Wyszliśmy z wody cali przemoczeni. Percy też był mokry. A, co? Jak wszyscy, to wszyscy! Szliśmy w stronę domków i cały czas sobie żartowaliśmy. Nagle się zatrzymałam, bo zauważyłam, że w domku Zeusa mignął jakiś cień.
– Co jest? – spytała Annabeth
– Chyba kogoś widziałam… – odparłam powoli, a ona i Percy ruszyli w stronę domku numer jeden
Ruszyłam za nimi. Zatrzymaliśmy się przed samymi drzwiami i zaczęliśmy nasłuchiwać. W końcu nie wyrobiłam i z całej siły pchnęłam drzwi, które otworzyły się z wielkim hukiem. Wewnątrz domku, koło łóżka Jake’a stała wysoka, dobrze zbudowana dziewczyna. Miała nastroszone, czarne włosy i jaskrawe, niebieskie oczy, podkreślone czarną kredką. Na nosie miała kilka piegów. Ubrana była w czarne jeansy z przypinkami zespołów, czarną koszulkę i skórzaną kurtkę. We włosach miała srebrną przepaskę. Dziewczyna stała zaskoczona, a w ręku trzymała małego pegaza ulepionego z plasteliny przez Jake’a.

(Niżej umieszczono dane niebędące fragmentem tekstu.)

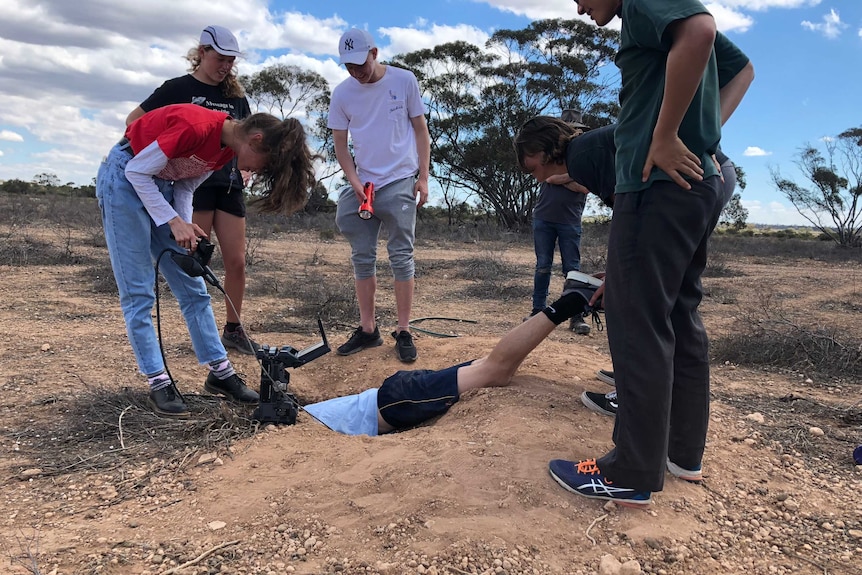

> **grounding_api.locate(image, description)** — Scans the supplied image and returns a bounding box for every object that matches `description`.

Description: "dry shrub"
[7,387,257,475]
[712,306,862,382]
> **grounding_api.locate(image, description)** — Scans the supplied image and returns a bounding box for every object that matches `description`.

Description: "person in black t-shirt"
[126,26,259,354]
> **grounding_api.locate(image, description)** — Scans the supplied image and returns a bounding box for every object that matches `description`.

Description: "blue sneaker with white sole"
[548,459,652,509]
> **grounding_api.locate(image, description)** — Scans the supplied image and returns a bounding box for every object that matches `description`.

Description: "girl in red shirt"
[96,104,318,416]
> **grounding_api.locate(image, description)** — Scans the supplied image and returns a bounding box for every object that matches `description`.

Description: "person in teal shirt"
[549,0,753,507]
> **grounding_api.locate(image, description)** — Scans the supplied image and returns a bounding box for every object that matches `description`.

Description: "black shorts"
[377,361,473,429]
[192,185,245,218]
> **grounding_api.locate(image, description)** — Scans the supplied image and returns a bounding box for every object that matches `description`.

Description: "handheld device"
[253,317,330,425]
[171,234,219,288]
[359,182,374,220]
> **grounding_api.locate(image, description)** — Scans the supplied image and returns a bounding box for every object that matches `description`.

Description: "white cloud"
[717,0,821,12]
[742,146,772,157]
[705,0,754,33]
[378,22,490,59]
[802,9,847,38]
[741,200,811,226]
[0,130,24,142]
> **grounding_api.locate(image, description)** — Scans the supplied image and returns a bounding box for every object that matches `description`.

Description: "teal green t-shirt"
[615,0,721,194]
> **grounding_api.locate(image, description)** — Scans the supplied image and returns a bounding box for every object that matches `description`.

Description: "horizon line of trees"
[0,19,764,234]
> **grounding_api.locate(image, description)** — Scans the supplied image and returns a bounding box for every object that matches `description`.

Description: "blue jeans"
[533,218,581,310]
[96,146,227,376]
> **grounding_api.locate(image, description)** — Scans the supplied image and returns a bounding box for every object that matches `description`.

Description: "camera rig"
[165,235,330,425]
[253,317,330,425]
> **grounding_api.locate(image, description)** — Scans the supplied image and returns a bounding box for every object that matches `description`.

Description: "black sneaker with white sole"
[581,391,618,417]
[204,372,260,403]
[221,326,260,355]
[596,369,617,386]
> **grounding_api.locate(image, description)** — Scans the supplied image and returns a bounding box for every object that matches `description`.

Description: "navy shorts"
[377,361,473,429]
[192,182,245,218]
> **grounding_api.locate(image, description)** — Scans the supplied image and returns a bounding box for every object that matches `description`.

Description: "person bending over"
[96,104,315,417]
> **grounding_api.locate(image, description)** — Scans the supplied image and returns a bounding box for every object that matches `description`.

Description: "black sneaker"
[147,383,189,417]
[569,315,590,335]
[204,372,260,403]
[548,459,652,509]
[523,309,542,321]
[581,391,619,417]
[560,272,602,316]
[596,369,617,386]
[392,330,416,363]
[221,326,260,355]
[335,326,383,355]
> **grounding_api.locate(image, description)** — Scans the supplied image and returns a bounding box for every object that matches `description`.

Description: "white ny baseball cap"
[338,28,374,66]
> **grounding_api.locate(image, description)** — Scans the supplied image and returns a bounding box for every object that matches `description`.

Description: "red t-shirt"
[126,104,234,180]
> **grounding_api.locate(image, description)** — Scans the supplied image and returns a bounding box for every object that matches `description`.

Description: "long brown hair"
[514,116,582,168]
[238,113,323,215]
[186,45,245,98]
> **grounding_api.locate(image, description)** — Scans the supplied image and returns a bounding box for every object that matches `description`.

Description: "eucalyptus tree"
[770,128,862,247]
[391,19,619,228]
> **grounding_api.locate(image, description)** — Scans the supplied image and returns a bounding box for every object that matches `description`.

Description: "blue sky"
[0,0,862,225]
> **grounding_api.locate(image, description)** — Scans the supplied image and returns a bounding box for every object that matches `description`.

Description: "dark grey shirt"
[566,124,617,206]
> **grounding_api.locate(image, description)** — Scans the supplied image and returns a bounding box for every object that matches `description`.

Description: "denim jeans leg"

– Kim jesteś i co tu robisz? – spytałam po chwili
– Percy? Annabeth? – zapytała dziewczyna patrząc na zaskoczoną dwójkę stojącą za mną
– Znacie się? – zwróciłam się do towarzyszy
– Taa… Em… To jest Lana i Jake, a to jest Thalia, wasza siostra… – wymamrotał Percy
Dalszych wydarzeń nie jestem do końca pewna. Nie kojarzę kilku faktów. Wiem, że był ogromny szok, zaskoczenie, niedowierzanie i… takie dziwne przyjemne ciepło na sercu.
– Co?! Jesteśmy tu już dość długo, a nikt nie raczył nas poinformować, że mamy siostrę?! – wrzasnęłam i zamierzyłam się pięścią na Percy’ego
– E… No… Chcieliśmy was do tego przygotować… – zaczął się tłumaczyć, ale przywaliłam mu w policzek i chłopak upadł na ziemię
– Hehehe! Już ją lubię! – wykrzyknęła Thalia, a ja uspokoiłam się i podrapałam po głowie zawstydzona
– Przepraszam. Ja po prostu lubię bić. – odparłam
– Ja też! – ucieszyła się i podeszła bliżej – Jestem Thalia. – dodała wyciągając rękę
– Lana
– A ja Jake!
– Co ty tu robisz? Nie powinnaś tropić a Artemidą jakichś łosi, czy coś? – spytał Percy, wstając z podłogi i masując policzek
– Właśnie. Nie wiedzieliśmy, że Artemida ma przybyć – dodała Annabeth
– Artemidy nie ma. Przyjechałam, jak tylko dowiedziałam się, że ojczulek wpadł. Chciałam poznać rodzeństwo, więc wzięłam urlop.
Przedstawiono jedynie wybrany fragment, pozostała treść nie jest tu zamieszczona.